Five Basic Types of Ballot Measures:
Any issue on a ballot other than a candidate for office. Initiatives and referendums are two types of ballot measures.
Initiatives are when citizens collect signatures on a petition in order to place questions on the ballot for adoption or rejection by the voting public. If a specified number of voters sign a petition in favor of an idea, the proposal goes either to the voters or to a lawmaking body, which are then required to vote on the issue. Anyone may put together an initiative campaign. Initiatives often ask advisory questions, propose memorials, outline potential statutes or amend a state constitution.
This is a proposal that has been “referred” to the ballot by a state legislature. Legislative referendums usually create laws, amend the state constitution or refer bond questions. All states allow the legislative referendum process.

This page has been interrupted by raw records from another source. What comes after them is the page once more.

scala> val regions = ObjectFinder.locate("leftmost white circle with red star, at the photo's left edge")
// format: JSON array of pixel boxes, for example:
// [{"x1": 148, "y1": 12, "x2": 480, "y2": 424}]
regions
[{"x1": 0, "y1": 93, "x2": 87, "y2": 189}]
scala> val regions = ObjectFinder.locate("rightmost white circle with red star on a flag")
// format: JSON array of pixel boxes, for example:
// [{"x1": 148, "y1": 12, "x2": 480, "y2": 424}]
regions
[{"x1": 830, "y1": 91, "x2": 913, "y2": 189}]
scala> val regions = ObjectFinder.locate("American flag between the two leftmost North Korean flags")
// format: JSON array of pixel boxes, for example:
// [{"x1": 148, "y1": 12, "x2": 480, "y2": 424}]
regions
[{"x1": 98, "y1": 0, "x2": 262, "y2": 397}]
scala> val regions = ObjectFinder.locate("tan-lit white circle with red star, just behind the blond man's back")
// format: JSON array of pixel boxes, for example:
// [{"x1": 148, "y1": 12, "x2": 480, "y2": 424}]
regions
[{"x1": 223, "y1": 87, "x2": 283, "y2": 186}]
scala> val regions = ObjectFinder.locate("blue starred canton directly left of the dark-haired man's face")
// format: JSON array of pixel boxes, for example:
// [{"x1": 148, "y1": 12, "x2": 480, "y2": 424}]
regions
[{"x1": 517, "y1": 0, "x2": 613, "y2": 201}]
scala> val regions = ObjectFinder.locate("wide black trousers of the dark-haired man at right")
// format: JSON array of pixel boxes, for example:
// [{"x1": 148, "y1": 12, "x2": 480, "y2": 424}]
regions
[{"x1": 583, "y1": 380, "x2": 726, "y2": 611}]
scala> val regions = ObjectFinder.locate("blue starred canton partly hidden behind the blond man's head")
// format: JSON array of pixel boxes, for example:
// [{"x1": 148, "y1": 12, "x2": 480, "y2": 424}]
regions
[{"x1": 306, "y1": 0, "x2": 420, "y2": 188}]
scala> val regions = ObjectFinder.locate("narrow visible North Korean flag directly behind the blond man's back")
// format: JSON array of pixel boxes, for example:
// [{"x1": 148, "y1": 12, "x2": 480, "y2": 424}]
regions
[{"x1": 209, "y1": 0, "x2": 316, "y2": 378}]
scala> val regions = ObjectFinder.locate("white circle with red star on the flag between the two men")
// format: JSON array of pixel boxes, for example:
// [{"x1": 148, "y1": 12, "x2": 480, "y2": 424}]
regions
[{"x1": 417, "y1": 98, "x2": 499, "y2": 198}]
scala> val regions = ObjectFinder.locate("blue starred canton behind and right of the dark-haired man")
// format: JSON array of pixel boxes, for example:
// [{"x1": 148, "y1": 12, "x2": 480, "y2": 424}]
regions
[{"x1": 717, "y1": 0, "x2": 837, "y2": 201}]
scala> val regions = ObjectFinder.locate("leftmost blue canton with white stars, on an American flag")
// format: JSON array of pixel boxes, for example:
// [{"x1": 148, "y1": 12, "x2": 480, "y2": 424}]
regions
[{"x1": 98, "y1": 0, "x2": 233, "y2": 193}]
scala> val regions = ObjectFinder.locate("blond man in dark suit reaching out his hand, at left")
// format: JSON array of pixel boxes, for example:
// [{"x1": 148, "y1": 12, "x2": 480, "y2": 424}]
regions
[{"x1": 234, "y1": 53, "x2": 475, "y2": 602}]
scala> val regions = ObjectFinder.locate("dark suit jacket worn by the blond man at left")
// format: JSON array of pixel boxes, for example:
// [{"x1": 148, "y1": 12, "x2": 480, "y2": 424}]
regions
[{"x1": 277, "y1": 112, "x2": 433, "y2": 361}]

Referendum (or Popular Referendum):
A referendum is when citizens collect signatures on a petition in order to bring about a public vote on specific legislation that was enacted by their legislature. A constitutional referendum asks voters to approve or reject an amendment to the state constitution. Many cities and states also allow statutory referendums, in which citizens vote on laws passed by the legislature or proposed by an initiative.
A recall is a ballot measure initiated by citizens to remove an elected official from office.